Focal transcranial magnetic stimulation (TCS) was employed for the representation of the motor cortex in a population of 18 patients to investigate the functional properties of hand motor areas 2-4 months after a monohemispheric stroke. Eleven sites were stimulated to elicit motor evoked potentials (MEPs) in abductor digiti minimi muscle after TCS of affected (AH) and unaffected (UH) hemispheres; recording sessions were performed at the beginning (T1) and after 8-10 weeks (T2) of neurorehabilitation. Barthel index and Canadian neurological scale scores were evaluated. A group of 20 healthy control subjects was enrolled. In stroke patients the AH was less excitable than normal, combined with a decrease in motor cortical output area (P < 0.05) in T1. In T2, there was an enlargement of the hand motor area on the AH combined with an improvement of clinical scores (P < 0.001). In T1 and T2, the amplitude of MEPs in the AH was reduced (P < 0.001) with a prolongation of central conduction time (P < 0.001) and with a tendency towards improvement in T2; the amplitude of contracted MEPs was larger than normal in the UH in T1. Both in T1 and T2, anomalous 'hot spot' (most excitable) scalp sites, never seen in normals, were often encountered (T2 > T1) on the AH and UH. Interhemispheric differences for topography and latency of MEPs were remarkably affected. Our data are consistent with a rearrangement of the brain motor cortical output between 2 and 4 months following stroke. The amelioration of the neurophysiological parameters was correlated with clinical improvement in disability and neurological scores. This study confirms the existence in adults of brain 'plasticity' still operating between 2 and 4 months from an acute vascular monohemispheric insult.

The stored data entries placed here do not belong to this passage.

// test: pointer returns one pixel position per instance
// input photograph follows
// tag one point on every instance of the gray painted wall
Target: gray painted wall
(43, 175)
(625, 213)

对18例患者采用局灶性经颅磁刺激(TCS)来显示运动皮层,以研究单侧半球卒中后2 - 4个月手部运动区的功能特性。在对患侧(AH)和未患侧(UH)半球进行TCS后,刺激11个位点以引出小指展肌的运动诱发电位(MEP);在神经康复开始时(T1)和8 - 10周后(T2)进行记录。评估巴氏指数和加拿大神经功能量表评分。招募了20名健康对照者。在卒中患者中,患侧半球在T1时兴奋性低于正常,同时运动皮层输出面积减小(P < 0.05)。在T2时,患侧半球手部运动区扩大,同时临床评分改善(P < 0.001)。在T1和T2时,患侧半球MEP的波幅降低(P < 0.001),中枢传导时间延长(P < 0.001),且在T2时有改善趋势;在T1时,未患侧半球收缩MEP的波幅大于正常。在T1和T2时,在患侧和未患侧半球经常遇到正常情况下未见的异常“热点”(最易兴奋)头皮位点(T2 > T1)。MEP的地形和潜伏期的半球间差异受到显著影响。我们的数据与卒中后2至4个月大脑运动皮层输出的重新排列一致。神经生理参数的改善与残疾和神经功能评分的临床改善相关。本研究证实,在急性单侧半球血管损伤后2至4个月,成人脑中仍存在“可塑性”。